What about flow? My model assumes that water flow is the same from
top to bottom; is that correct? Probably not! (Incidentally, I
didn’t know that ResearchGate had its own StackExchange-like Q&A
feature…) The linked paper has this graph:
which came from this USGS publication.
At this point, I fell down another rabbit hole around modelling
velocity distribution in rivers, other papers giving empirical
results on velocity distribution, and so on. This
article gave Manning’s Equation, which I was excited about
until I realized this doesn’t really apply here. But it was
interesting reading about Manning himself.

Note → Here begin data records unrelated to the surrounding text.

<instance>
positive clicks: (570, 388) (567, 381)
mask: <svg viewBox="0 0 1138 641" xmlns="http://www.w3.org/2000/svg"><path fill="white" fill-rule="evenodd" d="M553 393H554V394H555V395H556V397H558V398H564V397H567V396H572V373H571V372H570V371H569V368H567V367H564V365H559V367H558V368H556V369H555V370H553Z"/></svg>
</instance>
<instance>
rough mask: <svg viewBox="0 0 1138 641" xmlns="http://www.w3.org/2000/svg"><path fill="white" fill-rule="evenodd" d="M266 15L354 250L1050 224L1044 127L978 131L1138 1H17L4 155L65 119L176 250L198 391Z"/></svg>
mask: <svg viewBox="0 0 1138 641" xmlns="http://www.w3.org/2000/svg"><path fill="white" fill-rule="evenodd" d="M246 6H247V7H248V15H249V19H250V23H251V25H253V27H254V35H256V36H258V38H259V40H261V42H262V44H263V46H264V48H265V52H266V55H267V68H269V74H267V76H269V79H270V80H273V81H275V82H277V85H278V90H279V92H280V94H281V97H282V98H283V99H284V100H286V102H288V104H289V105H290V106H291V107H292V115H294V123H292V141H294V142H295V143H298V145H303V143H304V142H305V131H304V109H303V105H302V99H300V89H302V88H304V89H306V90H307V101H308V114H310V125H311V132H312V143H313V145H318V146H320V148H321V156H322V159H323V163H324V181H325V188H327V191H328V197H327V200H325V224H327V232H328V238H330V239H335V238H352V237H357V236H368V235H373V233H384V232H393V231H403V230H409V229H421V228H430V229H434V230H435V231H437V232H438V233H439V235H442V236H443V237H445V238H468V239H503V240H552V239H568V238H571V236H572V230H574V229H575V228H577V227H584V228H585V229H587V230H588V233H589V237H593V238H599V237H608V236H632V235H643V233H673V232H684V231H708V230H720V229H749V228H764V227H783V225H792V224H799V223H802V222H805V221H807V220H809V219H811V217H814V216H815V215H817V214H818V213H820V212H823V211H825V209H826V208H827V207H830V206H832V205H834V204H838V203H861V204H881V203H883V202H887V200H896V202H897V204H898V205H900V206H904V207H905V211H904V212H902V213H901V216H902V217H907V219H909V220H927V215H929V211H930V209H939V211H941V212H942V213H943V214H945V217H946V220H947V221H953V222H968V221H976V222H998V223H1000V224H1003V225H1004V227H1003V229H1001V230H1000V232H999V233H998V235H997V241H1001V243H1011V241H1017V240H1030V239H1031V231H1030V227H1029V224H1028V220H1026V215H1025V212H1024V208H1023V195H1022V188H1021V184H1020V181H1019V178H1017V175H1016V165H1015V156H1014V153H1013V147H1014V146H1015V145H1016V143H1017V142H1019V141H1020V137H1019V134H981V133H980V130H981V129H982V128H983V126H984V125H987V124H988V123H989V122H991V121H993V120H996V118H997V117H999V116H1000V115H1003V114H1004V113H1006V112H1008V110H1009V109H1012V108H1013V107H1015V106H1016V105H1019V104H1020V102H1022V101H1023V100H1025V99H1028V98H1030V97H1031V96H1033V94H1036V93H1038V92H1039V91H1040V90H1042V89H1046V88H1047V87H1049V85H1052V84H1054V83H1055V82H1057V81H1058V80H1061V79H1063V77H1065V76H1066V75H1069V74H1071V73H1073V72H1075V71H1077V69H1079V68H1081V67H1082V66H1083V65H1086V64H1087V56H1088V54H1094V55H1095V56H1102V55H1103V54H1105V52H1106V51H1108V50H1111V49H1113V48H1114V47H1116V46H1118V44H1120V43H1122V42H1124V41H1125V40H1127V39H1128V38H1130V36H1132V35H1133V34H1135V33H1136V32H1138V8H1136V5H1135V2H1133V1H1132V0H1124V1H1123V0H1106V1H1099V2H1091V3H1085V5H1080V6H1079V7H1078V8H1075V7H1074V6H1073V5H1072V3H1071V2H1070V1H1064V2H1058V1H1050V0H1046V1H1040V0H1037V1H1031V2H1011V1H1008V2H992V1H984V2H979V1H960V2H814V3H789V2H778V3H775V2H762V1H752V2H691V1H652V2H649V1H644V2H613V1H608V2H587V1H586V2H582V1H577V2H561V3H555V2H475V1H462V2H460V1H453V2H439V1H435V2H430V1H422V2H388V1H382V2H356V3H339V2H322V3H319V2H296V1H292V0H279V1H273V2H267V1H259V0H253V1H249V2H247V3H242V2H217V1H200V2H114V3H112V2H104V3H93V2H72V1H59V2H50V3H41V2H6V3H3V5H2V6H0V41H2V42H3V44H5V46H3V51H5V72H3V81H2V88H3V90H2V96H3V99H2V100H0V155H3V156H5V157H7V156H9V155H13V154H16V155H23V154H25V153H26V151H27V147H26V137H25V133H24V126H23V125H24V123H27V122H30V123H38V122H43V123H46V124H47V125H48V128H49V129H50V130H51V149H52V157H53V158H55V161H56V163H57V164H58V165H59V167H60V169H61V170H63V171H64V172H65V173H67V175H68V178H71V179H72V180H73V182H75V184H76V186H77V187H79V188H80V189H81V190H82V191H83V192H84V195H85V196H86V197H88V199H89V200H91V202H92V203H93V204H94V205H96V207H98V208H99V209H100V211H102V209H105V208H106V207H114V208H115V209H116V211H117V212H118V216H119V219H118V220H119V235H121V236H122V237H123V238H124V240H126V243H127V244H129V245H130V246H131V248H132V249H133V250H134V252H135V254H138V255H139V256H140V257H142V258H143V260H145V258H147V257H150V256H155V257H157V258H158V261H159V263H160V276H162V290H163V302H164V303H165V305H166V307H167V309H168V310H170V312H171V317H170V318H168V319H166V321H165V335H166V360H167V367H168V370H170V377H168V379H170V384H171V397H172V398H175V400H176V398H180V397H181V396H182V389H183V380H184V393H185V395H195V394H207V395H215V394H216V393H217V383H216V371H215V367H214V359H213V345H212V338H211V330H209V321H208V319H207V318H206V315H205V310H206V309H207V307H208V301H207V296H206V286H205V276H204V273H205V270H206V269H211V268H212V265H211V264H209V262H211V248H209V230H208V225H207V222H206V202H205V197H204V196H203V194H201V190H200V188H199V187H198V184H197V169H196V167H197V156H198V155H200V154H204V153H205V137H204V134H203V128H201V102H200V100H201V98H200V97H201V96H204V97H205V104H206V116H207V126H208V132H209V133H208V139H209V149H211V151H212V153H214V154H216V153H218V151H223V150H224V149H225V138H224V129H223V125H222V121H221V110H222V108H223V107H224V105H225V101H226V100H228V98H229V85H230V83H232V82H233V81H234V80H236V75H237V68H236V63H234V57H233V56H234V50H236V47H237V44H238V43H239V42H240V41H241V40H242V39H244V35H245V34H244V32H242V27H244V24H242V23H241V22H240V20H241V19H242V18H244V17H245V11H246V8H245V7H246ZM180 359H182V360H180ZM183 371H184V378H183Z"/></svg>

I was hoping to get a rough-and-ready formula to figure out the
average velocity distribution, but that didn’t come up in my very
quick, not terribly attentive reading. I wonder if I could just use a
multiplier of 0.4 (my estimate vs what the readings were) as an
empirical heuristic?
Also…as far as the big surge in data goes, my assumption is that the
dam that’s upstream released a bunch of water, given the very sharp
rise that occurred right at midnight. Still digging into that.